DEPTH THROUGH DETAILS
While many of the most attention-grabbing pieces in the collection are the royal gowns and costumes worn by Natalie Portman in her role as Padmé Amidala, it is also fascinating to see other, often less spectacular, costumes up close. Visitors can compare the differences between Stormtrooper armor from 1983 and 2015, watch how the journey of Emperor Palpatine is reflected in his costumes and examine a detailed description of how Darth Vader’s costume was dressed onto actor Hayden Christensen, layer by layer.
A few pieces stand out from the rest because of their dusty beige color. These costumes are for characters who live on the desert planets of Tatooine and Jakku. Müller points out that deserts are always represented by beige in costume and fashion — not because the color evokes the shade of sand, but because it hides it. Sand tends to get everywhere in the desert, and when wearing beige garments, it doesn’t show as easily, leaving the garments looking cleaner and crisper. Müller mentions in passing that the flight attendants for the first north-Africa based airline wore beige uniforms for that very reason, as do the Tusken Raiders from Episode IV: A New Hope and Rey from Episode VII: The Force Awakens.
The Tusken Raiders are also notable for the north African influence in their costuming. Their skin is fully covered with relatively lightweight fabric to protect from the sun; their faces are covered and eyes protected. The treatment of the leather accents is consistent with the area as well. The north African inspiration is especially appropriate because several of the scenes on Tatooine were filmed in Tunisia.
Rey from The Force Awakens has a notable theme to her costume. The character is a scavenger, making her living by finding and selling elements from spaceships that crashed on her planet. This is reflected in the way she dresses; part of her costume is made from salvaged gauze, and she wears goggles made from pieces torn from a Stormtrooper helmet to protect her eyes from the sand.
Little details like this are what make the Star WarsTM universe so intriguing. As Müller explains, details are what make a fictional world seem real, and they can be found everywhere in the series.

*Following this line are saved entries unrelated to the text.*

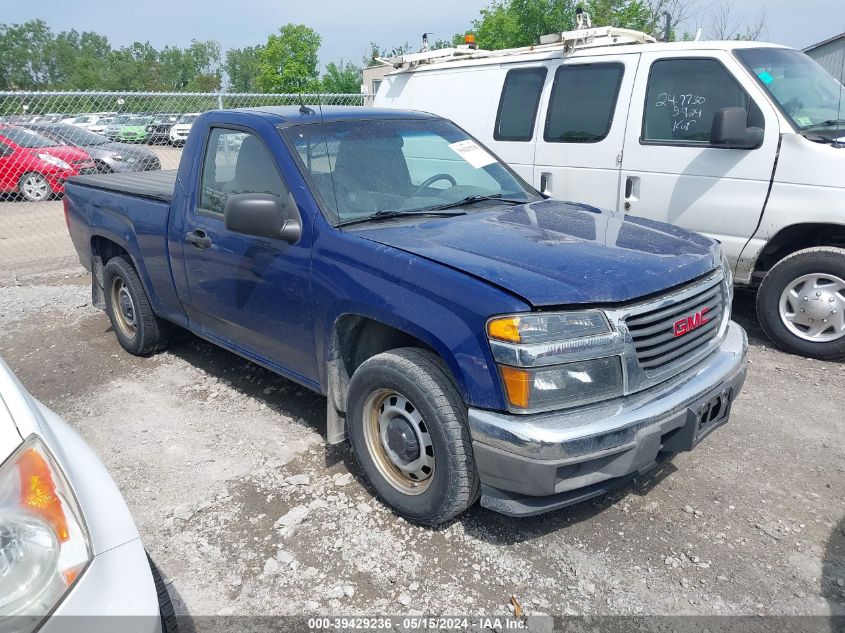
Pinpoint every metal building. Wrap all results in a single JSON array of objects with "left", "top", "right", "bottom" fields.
[{"left": 803, "top": 32, "right": 845, "bottom": 82}]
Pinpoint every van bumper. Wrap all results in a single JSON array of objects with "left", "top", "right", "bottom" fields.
[{"left": 467, "top": 322, "right": 748, "bottom": 517}]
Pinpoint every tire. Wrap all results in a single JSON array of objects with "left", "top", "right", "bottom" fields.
[
  {"left": 18, "top": 172, "right": 51, "bottom": 201},
  {"left": 95, "top": 161, "right": 113, "bottom": 174},
  {"left": 103, "top": 256, "right": 168, "bottom": 356},
  {"left": 346, "top": 347, "right": 480, "bottom": 525},
  {"left": 147, "top": 553, "right": 179, "bottom": 633},
  {"left": 756, "top": 246, "right": 845, "bottom": 360}
]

Take, for example, a series of sketches outlining the insignia used for Imperial officers in the original trilogy. While most moviegoers probably never noticed, each officer had his or her rank, identifiable by these insignia. The same insignia can be seen in theaters today on the Imperial officers of Rogue One: A Star Wars Story. Details like this can be found everywhere — things that will probably never be noticed but lend the weight of reality to the films.
Costume is used to communicate something to the audience, and the costumes of the Star WarsTM films, with their unique styling, worldwide inspiration, and attention to detail have a lot to say about the time, effort and care that went into every aspect of their creation.